I imagine that guy would get along very well with the folks in the image at the bottom of this column.
Last but not least, here’s some analysis for history buffs of what happened after the fire that leveled much of Chicago in the 1800s.
…does the current emphasis on top-down disaster relief favored in the US and beyond represent the best strategy? Emily Skarbek, a professor at Brown University, approached this question by studying one of the most famous catastrophes of the 19th century, the Chicago fire of 1871. …scholars and laypeople alike are convinced that there is no substitute for the resources and direction that centralized governments can provide in the wake of a disaster. …This maxim was apparently inconsistent with the Chicago fire, however, as the Midwestern city was reconstructed in a remarkably short period of time, and without the supervision of an overbearing central government. …in 1871 there was no analogue to the present-day, Federal Emergency Management Agency (FEMA), meaning that relief efforts had to be decentralized. Moreover, there was no institutionalized source of government financial aid…it was up to Chicago’s residents to develop solutions to the calamity that they faced. …The Chicago Relief and Aid Society was founded, and set about coordinating the funds and efforts, including sophisticated bylaws regarding who merited support, and at what level. …the society exhibited the flexibility and adaptability necessary for it to expand dramatically immediately after the fire…and to subsequently contract once the needs for its services fell. This latter feature distinguishes Chicago’s relief efforts from those of 21st century government agencies.

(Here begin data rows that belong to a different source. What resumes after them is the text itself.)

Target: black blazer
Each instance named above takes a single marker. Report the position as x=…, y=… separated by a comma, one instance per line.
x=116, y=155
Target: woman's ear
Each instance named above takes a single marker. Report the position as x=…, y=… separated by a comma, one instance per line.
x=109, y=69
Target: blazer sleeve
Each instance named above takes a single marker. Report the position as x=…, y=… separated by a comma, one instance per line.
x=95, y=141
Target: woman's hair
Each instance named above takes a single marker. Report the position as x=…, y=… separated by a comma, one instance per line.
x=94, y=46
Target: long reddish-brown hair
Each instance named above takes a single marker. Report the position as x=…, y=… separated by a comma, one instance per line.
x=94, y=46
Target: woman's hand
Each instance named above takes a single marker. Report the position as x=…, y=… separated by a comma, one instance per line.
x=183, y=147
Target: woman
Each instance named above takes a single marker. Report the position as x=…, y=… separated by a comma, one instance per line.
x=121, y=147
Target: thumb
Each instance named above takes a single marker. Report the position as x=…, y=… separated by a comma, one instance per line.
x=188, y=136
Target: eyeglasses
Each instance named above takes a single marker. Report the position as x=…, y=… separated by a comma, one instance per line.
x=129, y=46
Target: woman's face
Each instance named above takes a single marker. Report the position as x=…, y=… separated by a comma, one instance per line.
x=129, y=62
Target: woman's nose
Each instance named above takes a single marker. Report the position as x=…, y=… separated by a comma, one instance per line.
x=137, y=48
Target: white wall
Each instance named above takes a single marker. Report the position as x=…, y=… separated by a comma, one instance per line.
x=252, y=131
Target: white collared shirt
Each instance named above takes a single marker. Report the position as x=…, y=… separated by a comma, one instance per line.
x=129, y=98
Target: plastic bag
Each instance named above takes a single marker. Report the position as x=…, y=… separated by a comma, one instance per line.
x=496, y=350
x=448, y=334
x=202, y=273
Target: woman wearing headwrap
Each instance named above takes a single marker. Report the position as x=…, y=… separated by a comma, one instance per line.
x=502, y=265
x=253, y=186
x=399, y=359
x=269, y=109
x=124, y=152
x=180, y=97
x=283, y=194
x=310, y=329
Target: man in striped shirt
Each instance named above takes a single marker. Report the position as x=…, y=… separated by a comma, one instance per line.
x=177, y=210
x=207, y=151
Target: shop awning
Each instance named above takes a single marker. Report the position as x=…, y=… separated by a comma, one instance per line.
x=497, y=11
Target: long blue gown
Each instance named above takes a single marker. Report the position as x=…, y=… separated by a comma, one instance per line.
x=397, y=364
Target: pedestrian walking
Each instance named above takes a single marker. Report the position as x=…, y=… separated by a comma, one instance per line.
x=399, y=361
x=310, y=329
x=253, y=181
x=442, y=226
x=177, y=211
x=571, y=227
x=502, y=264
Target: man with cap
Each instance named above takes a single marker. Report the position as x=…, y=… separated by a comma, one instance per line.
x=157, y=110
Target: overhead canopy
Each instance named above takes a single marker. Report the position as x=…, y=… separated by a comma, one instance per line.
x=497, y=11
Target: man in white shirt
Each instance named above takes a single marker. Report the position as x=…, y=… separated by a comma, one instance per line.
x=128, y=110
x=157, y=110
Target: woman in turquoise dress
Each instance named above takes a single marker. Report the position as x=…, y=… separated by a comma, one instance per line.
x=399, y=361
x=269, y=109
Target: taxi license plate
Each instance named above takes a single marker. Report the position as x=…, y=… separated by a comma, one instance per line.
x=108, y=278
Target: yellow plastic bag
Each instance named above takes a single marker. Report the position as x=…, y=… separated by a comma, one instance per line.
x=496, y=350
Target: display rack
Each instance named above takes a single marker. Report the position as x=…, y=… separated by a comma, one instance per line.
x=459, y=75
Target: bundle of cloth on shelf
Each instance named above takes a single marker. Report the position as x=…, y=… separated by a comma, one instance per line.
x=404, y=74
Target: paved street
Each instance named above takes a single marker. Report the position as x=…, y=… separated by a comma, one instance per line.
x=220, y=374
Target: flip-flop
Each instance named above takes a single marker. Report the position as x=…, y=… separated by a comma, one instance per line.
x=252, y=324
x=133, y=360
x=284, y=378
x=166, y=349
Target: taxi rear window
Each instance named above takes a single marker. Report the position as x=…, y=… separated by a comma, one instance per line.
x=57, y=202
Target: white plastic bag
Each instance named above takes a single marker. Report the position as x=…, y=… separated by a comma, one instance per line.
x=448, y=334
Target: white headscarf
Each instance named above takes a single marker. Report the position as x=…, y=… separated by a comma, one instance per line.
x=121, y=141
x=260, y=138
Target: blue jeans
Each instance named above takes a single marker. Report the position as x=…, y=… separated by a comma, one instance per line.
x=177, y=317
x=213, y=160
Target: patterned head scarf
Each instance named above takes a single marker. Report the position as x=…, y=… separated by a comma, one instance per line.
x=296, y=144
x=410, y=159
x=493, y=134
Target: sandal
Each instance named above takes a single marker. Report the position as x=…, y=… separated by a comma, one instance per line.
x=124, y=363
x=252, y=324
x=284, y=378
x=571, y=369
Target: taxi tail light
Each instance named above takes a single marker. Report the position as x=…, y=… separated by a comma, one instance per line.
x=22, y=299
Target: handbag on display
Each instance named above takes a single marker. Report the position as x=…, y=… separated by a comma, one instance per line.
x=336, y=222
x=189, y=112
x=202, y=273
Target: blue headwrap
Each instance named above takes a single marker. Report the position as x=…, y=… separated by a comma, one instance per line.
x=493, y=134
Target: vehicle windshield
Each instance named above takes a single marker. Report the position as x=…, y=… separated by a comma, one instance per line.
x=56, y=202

Since I started with an image that summarizes the foolishness of government-subsidized risk, let’s end with another visual showing the impact of government.
Or, let’s apply the lesson more broadly.
Sadly, I predict that politicians will ignore these logical conclusions and immediately clamor after Hurricane Florence for another wasteful package of emergency spending, most of which will have nothing to do with saving lives and have everything to do with buying votes. Trump, being a big spender, will be cheering them on.
Which will then encourage more damage and risk more lives in the future. Lather, rinse, repeat.